From $\mathrm{d} \! \log$ to $\mathrm{d} \mathcal{E}$: Canonical Elliptic Integrands and Modular Symbol Letters with Pure eMPLs
Li Lin Yang, Yiyang Zhang
TL;DR
We address the extension of canonical bases and symbol letters from polylogarithmic to elliptic Feynman integrals by introducing $d\mathcal{E}$-forms, built from pure eMPLs, as canonical integrand building blocks. A generalized IBP framework enables expressing these forms in terms of Abelian differentials, yielding a canonical, $\varepsilon$-factorized differential equation with a connection matrix whose entries are written in modular $\omega$-forms. An extended basis that treats all marked points equally reveals a hidden symmetry and allows a fiber transformation to ensure modular covariance, enabling efficient $\bar{q}$-expansion-based numerics and a unified description of symbol letters for both MPLs and elliptic cases.

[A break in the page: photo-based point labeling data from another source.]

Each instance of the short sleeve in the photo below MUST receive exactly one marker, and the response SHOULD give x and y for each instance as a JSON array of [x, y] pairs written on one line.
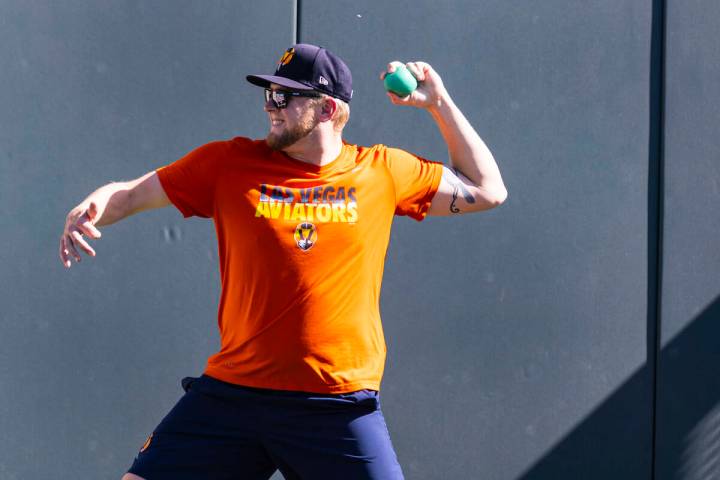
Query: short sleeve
[[416, 181], [190, 181]]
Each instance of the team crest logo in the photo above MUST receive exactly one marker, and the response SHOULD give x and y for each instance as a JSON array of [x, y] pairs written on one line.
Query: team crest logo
[[305, 236], [147, 443], [287, 56]]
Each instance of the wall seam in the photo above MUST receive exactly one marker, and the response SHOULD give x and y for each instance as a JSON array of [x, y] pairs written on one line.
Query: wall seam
[[656, 204]]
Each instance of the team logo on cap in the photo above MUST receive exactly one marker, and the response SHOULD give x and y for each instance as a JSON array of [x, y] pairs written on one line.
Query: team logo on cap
[[287, 56], [305, 236], [147, 443]]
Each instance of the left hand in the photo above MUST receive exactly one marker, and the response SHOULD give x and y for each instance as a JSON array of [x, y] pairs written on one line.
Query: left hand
[[430, 87]]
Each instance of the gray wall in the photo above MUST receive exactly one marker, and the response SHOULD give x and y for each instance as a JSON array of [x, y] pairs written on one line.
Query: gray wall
[[523, 342], [689, 373]]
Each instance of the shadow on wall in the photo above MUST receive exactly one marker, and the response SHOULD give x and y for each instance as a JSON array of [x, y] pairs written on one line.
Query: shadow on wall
[[604, 446]]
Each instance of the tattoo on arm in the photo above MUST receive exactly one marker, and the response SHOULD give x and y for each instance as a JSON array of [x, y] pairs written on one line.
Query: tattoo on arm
[[458, 188]]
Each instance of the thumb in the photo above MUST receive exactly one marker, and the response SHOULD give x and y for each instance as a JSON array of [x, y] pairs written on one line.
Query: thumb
[[92, 211]]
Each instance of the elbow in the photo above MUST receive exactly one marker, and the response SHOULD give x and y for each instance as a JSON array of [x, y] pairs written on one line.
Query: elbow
[[500, 197]]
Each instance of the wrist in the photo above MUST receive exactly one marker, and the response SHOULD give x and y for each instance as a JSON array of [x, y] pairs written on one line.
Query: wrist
[[440, 103]]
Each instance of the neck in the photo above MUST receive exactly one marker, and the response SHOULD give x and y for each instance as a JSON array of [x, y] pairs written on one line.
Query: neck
[[316, 149]]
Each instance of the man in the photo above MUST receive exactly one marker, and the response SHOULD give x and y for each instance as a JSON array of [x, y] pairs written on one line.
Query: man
[[303, 222]]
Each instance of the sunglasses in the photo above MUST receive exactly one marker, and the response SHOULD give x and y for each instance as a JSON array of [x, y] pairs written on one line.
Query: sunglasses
[[280, 98]]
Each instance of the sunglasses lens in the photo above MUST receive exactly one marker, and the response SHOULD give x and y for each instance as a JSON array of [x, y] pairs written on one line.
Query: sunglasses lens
[[278, 99]]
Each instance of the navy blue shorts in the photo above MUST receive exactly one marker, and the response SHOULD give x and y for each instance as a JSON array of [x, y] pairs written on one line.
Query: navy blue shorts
[[221, 431]]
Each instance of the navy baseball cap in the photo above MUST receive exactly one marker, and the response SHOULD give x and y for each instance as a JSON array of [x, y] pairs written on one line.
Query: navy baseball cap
[[309, 67]]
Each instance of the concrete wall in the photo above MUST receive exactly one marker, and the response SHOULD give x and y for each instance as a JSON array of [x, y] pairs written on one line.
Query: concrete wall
[[523, 342]]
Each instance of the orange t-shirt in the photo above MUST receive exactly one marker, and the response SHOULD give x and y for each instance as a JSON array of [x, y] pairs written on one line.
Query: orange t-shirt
[[301, 250]]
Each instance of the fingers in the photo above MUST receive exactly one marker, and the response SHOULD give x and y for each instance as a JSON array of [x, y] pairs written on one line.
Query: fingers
[[92, 211], [64, 253], [417, 69], [78, 241], [87, 228], [68, 250]]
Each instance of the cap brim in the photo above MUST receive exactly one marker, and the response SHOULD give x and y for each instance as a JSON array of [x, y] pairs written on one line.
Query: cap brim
[[265, 81]]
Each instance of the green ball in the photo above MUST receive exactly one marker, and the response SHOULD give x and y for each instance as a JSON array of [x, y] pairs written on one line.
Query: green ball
[[401, 82]]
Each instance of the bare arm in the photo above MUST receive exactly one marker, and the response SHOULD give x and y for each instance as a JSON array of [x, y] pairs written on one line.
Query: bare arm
[[105, 206], [473, 181]]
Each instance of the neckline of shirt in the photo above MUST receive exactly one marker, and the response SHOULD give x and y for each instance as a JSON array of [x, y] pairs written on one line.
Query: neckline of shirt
[[340, 162]]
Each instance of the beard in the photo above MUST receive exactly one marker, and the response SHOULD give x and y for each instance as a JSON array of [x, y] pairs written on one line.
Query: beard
[[288, 136]]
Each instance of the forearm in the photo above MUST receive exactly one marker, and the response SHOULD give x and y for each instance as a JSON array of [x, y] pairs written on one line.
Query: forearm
[[112, 201], [468, 153]]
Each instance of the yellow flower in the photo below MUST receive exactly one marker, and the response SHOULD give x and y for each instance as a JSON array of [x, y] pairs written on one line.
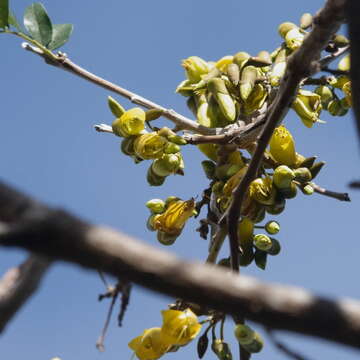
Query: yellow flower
[[308, 106], [175, 216], [282, 146], [150, 146], [179, 327], [150, 345]]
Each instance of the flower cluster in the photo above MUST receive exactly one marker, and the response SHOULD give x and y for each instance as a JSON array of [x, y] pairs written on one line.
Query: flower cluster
[[178, 329]]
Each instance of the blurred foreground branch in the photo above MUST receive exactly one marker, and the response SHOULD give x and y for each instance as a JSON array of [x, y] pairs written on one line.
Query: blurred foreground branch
[[61, 236]]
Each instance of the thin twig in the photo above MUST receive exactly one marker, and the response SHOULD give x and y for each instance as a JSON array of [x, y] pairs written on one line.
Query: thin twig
[[284, 348], [335, 195], [63, 62]]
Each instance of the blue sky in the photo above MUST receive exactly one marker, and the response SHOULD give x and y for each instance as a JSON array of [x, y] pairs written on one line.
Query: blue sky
[[48, 148]]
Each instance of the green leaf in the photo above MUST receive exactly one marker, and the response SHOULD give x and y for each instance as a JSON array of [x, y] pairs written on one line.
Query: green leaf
[[13, 21], [38, 24], [4, 13], [60, 35], [260, 259]]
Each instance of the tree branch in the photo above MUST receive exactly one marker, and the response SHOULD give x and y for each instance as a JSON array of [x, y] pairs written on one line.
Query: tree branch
[[61, 236], [61, 61], [303, 63]]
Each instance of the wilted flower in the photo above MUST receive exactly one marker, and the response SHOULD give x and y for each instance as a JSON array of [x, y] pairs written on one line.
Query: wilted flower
[[150, 345], [308, 106], [282, 146], [175, 216], [179, 327]]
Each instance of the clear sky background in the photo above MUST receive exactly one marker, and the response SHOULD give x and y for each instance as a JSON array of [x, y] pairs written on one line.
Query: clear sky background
[[49, 149]]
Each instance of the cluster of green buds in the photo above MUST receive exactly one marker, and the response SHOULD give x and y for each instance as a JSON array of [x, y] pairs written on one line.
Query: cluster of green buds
[[168, 217], [161, 146]]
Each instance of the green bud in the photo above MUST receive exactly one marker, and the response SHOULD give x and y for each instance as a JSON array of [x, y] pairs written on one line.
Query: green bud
[[153, 179], [209, 169], [218, 89], [289, 192], [244, 334], [283, 176], [302, 174], [221, 349], [275, 249], [165, 238], [115, 107], [127, 146], [285, 27], [156, 206], [256, 345], [307, 189], [278, 207], [248, 77], [308, 162], [325, 93], [306, 20], [315, 169], [150, 222], [341, 40], [153, 114], [233, 73], [166, 165], [272, 227], [262, 242]]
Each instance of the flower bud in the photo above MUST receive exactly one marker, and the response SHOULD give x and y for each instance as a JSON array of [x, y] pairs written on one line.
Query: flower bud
[[153, 114], [116, 109], [233, 73], [294, 38], [344, 63], [326, 95], [210, 150], [272, 227], [127, 146], [263, 191], [194, 68], [244, 334], [289, 192], [217, 88], [248, 77], [283, 176], [156, 206], [275, 249], [262, 242], [209, 169], [240, 59], [308, 107], [340, 40], [168, 164], [131, 122], [315, 169], [224, 62], [302, 174], [221, 349], [285, 27], [306, 20], [165, 238], [150, 146], [307, 189], [256, 345], [175, 216], [282, 146]]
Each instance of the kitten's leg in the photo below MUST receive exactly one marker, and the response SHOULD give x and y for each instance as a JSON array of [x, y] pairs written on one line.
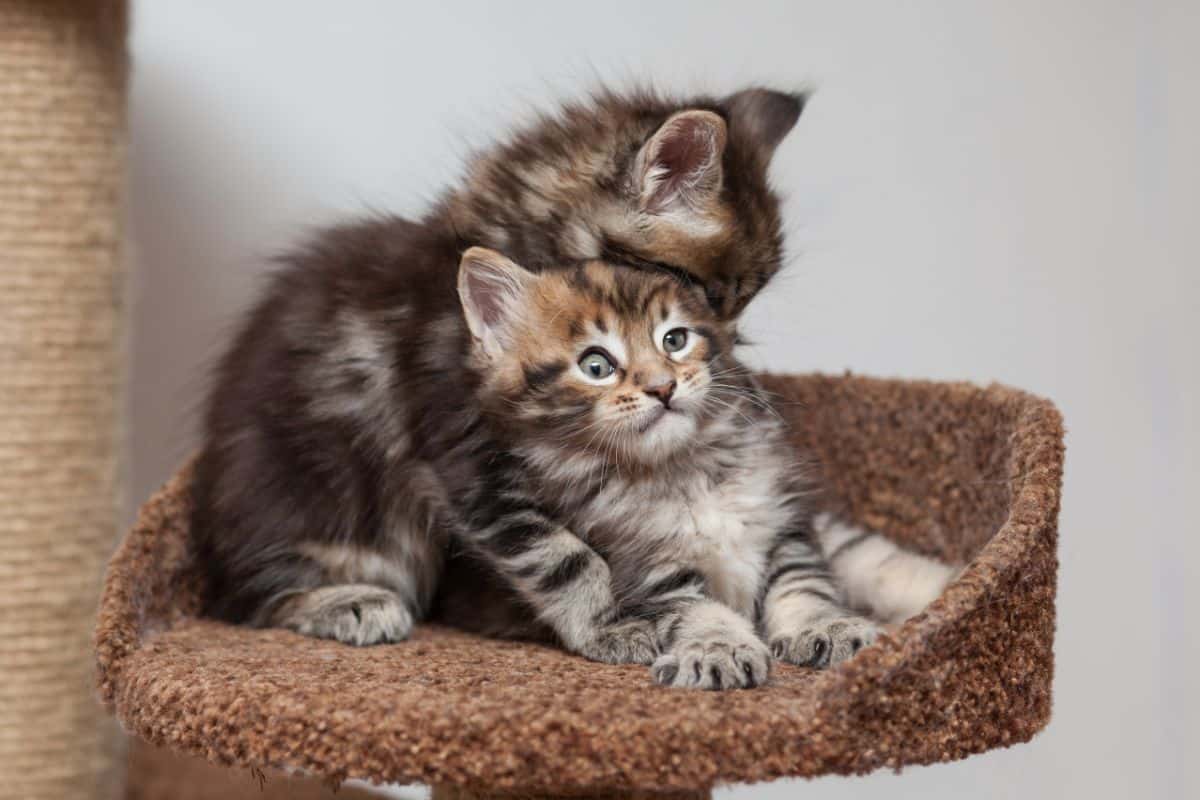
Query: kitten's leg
[[712, 647], [804, 617], [354, 613], [877, 576], [364, 595]]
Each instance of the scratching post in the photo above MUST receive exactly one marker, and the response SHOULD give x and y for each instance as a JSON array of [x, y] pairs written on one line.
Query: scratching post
[[61, 108]]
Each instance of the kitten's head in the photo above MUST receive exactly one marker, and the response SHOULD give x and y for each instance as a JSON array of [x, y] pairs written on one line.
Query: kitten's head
[[642, 180], [594, 360]]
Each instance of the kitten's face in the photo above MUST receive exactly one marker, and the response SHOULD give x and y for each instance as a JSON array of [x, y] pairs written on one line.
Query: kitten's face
[[604, 360], [645, 181]]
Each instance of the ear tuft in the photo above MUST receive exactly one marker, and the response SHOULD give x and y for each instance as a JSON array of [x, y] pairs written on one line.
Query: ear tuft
[[763, 116], [682, 162], [492, 289]]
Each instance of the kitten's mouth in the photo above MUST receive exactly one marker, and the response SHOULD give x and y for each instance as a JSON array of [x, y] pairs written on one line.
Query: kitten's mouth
[[654, 416]]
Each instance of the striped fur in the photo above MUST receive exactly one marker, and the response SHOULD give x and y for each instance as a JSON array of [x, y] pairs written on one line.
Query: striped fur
[[378, 449]]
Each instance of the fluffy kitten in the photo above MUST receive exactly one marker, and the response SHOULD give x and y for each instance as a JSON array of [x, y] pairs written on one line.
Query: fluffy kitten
[[340, 433], [333, 398]]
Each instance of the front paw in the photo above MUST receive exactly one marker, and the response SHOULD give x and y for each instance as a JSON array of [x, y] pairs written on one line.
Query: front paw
[[630, 642], [826, 642], [735, 660]]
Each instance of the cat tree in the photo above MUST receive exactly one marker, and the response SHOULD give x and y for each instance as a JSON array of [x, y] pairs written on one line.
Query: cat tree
[[966, 474], [61, 133]]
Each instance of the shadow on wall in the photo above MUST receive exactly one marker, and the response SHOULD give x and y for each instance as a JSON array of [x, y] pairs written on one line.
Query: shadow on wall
[[184, 154]]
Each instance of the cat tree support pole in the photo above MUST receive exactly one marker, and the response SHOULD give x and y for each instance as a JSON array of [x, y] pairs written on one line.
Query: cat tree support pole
[[61, 132]]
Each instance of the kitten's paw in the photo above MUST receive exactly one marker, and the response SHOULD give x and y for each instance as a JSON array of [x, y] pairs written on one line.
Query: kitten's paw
[[736, 661], [826, 643], [630, 642], [353, 613]]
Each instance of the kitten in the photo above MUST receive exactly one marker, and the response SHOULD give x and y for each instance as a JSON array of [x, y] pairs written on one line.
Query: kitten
[[595, 444], [318, 432], [341, 413]]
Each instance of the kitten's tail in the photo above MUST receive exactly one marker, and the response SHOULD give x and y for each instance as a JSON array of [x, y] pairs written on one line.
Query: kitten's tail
[[880, 578]]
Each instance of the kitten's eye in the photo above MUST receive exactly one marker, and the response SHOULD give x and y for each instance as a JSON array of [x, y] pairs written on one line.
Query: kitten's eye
[[597, 366], [675, 340]]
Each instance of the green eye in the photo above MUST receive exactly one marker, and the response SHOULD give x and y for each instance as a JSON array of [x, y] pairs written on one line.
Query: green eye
[[675, 340], [597, 365]]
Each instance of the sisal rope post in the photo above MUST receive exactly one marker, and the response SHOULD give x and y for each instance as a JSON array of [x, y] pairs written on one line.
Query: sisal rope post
[[61, 139]]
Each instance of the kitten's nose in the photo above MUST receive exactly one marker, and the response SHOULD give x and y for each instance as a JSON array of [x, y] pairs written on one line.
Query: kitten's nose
[[661, 389]]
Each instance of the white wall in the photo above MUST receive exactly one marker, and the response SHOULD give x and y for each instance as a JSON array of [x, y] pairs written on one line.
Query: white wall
[[995, 192]]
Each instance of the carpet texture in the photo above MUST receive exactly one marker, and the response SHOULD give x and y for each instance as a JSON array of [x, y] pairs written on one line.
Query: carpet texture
[[965, 474]]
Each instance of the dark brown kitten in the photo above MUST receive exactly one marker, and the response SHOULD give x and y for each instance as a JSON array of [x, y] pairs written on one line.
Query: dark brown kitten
[[316, 505]]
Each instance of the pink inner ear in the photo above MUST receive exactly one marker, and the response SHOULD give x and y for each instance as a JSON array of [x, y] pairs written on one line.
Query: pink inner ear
[[487, 292], [684, 155]]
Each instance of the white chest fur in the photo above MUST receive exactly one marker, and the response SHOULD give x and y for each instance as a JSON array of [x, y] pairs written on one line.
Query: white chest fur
[[723, 529]]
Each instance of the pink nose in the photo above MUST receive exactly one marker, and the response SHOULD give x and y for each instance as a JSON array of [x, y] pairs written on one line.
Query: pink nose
[[663, 390]]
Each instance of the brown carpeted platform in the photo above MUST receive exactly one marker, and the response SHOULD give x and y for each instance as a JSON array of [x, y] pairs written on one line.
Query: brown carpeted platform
[[951, 469]]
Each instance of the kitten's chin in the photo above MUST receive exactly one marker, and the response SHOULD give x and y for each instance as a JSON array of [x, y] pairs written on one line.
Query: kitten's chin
[[666, 435]]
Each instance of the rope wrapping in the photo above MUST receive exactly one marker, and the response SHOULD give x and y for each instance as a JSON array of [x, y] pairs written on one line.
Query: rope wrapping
[[63, 74]]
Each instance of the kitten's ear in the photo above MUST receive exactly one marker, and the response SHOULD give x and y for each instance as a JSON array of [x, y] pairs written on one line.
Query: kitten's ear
[[681, 166], [493, 290], [763, 116]]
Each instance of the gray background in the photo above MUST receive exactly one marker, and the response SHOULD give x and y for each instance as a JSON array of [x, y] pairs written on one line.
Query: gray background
[[988, 191]]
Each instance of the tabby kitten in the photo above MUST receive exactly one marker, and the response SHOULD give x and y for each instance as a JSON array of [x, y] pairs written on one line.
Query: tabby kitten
[[315, 485], [345, 435]]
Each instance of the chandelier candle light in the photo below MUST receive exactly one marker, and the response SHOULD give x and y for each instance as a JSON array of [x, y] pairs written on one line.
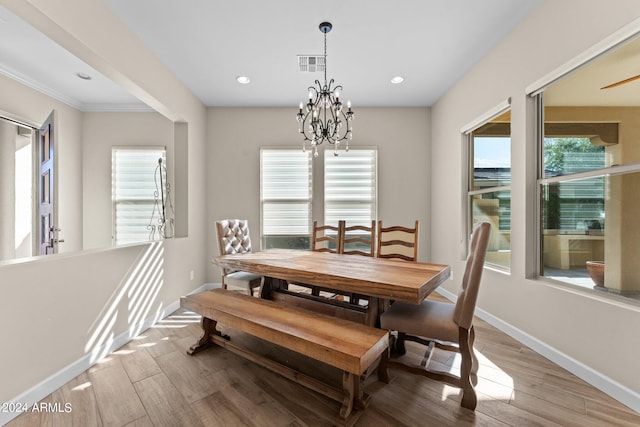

The results provide a new, purely integrand-level perspective on canonical elliptic bases and their symbol letters, with potential impact on symbol bootstrap, numerical evaluation, and multivariate/higher-genus generalizations.
Abstract
We propose '$\mathrm{d} \mathcal{E}$-forms' as fundamental building blocks of canonical integrands for elliptic Feynman integrals, which lead to Kronecker-Eisenstein $ω$-form symbol letters. Built upon pure elliptic multiple polylogarithms, they provide a natural extension of the '$\mathrm{d} \! \log$-form' integrands and $\mathrm{d} \! \log$ letters for polylogarithmic cases. By introducing an extended basis treating all marked points equally, we manifest a hidden symmetry structure in the canonical connection matrix, and demonstrate its covariance under modular transformations. Our result provides a novel perspective on describing canonical bases and symbol letters in a unified language of pure functions.